神さまのお話




 
今回はお正月の神さまのお話です

お正月の神さまと言われて、「?」と思われた方もあると思います。毎年配られる暦の本などで「歳徳神(さいとくしん)」という神をご覧になった方もあるかと思います。

この神は地方によって「年神様」「御歳神」、「大歳神」、「お正月様」等と呼ばれます。年を守って頂く神であり、年を越す時にお出でになります。この神がお出でになる方角を恵方と言い、一年を通じて清浄で大切な方角とされます。

白山神社でも大晦日の晩にこの神をお迎えする神事を神前で行い、白山さまから頂いた御神火を篝火の恵方の方角から灯します。つまり年末から年越しに焚かれる篝火は一年を守って頂く神をお迎えする迎え火なのです。

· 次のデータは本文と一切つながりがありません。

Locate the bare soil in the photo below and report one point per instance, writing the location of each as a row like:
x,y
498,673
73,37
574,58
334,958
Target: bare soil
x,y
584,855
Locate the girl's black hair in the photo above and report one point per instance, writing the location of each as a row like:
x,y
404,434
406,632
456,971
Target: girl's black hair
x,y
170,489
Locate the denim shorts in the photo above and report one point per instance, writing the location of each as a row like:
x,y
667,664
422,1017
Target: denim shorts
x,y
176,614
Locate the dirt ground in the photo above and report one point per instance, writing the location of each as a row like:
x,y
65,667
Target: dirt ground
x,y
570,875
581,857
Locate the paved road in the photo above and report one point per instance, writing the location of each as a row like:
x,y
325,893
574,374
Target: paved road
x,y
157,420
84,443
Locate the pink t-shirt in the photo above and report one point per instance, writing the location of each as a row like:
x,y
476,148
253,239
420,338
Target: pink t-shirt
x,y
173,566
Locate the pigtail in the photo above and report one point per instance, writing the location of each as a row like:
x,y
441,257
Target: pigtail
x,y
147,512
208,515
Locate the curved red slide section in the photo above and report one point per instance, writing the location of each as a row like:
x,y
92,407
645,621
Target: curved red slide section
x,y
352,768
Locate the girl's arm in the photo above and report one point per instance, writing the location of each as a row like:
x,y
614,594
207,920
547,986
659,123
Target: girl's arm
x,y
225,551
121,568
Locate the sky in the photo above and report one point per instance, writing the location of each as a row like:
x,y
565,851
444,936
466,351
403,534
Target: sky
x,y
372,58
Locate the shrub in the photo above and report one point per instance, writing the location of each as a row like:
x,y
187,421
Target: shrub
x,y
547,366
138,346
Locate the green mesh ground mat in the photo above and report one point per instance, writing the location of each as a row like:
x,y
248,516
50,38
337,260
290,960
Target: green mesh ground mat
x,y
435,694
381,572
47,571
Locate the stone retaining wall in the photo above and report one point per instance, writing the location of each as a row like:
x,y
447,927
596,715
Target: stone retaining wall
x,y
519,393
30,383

東北や東日本ではお正月前に歳徳神を迎える儀式が村境で行われます。それはまるで遠来の客を迎えるようであり「遠方のところよくお出で下さいました」という言葉で始まり、村役の家でお正月の間は神を接待し(大体十三日から十四日迄)、それが終わるとやはり村境で「つつがなくお帰り下さい」という言葉で送り火を焚いて送り出すと言われます。

「ああ」と思われた方もあるかもしれませんが、白山神社で行われる左義長神事は、この神を送る迎え火でもあるのです。余談ですが、元は左義長は各町内の出口で行われていました。

恵方について付け加えれば、この地方では「恵方参り」と言われ、名古屋城から見てその年の恵方の方角、西南西「笠寺観音、北北西の「甚目寺観音」、南南東の「荒子観音」、東北東の「竜泉寺観音」をお参りする習慣が尾張藩創設の頃から始まりました。